KAITLYN OFFER, THE SUNDAY TIMES
FOR most West Australians there is nothing special about the name “Frank”.
But for one new citizen it is a badge of honour in his fight against oppression.
“I found in the dictionary that freedom has Frank behind it and I came to Australia for freedom, so, it’s heaven to me,” the 40-year-old told The Sunday Times.
In 2008, Frank and countryman Sam fled China after they had been detained, beaten and subjected to forced labour.
Their crime was practising a peaceful meditation ritual known as Falun Gong.
Both changed their names when they became Australian citizens and since coming to Perth – Frank as a refugee and Sam as a skilled migrant – they have been campaigning with fellow Falun Gong practitioner Albert Lin to raise awareness of the human rights abuses inside WA’s biggest economic partner.
Part of raising awareness is telling their story of abuse.
But they are so afraid that loved ones still living in China could be persecuted for their actions they have asked to have only their new first names printed. They also asked to be partly obscured in their photo.
Falun Gong gained popularity in China in the early 1990s and by 1999 had tens of millions of followers.
But the ruling Communist Party saw it as a threat because of its size and independence.
By mid-1999 the Chinese officialdom started suppressing the movement and ordered a nationwide crackdown on the practice.
Frank was detained in 2001 for two years. He was forced to make cheap products, such as Christmas decorations and suits.
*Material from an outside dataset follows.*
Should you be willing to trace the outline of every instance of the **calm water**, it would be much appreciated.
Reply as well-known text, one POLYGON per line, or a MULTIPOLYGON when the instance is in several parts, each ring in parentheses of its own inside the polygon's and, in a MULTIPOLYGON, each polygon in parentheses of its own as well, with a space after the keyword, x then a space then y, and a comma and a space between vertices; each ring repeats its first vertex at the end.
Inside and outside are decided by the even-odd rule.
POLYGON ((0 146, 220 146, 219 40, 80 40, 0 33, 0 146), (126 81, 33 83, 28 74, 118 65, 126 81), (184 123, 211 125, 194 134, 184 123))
“To be sent to a labour camp, it does not need any judge or lawyers, they just have to say you are breaking these rules, you are damaging to society, you need to stay in labour camp,” Frank said.
When he was not in a sweat shop, Frank said he was tortured. In one instance, police tied him to a chair and subjected him to electric shocks for hours.
One night fellow prisoners tied him to a bed and beat him until his arms were black and swollen.
Sam, a chemical engineer, and his wife, an accountant, went from living a comfortable life to becoming targets for persecution.
In 2001, Sam was babysitting a friend’s children when he was arrested.
At the police station, Sam was hung from a window frame, beaten and had ice poured down his pants.
He was then put in detention for the next nine months where he made plastic flowers.
Sam said he was never sent to a labour camp because the government wanted him to spy on his friends.
After he was released, Sam and his wife tried to not meet their friends to keep them out of danger.
The men say Falun Gong practitioners are still abused.
Dr Lin said he felt forced to speak out after it was revealed in 2006 that practitioners were being rounded up for organ harvesting.
“There are about two million people in forced labour camps in China at this time … and that’s how China has caught up so quickly economically,” Dr Lin said.
To raise awareness of about the oppression of Falun Gong in China, Dr Lin has organised free screenings of two documentaries Free China and Transcending Fear at the State Library. The next screenings will be on Thursday from 6.30pm.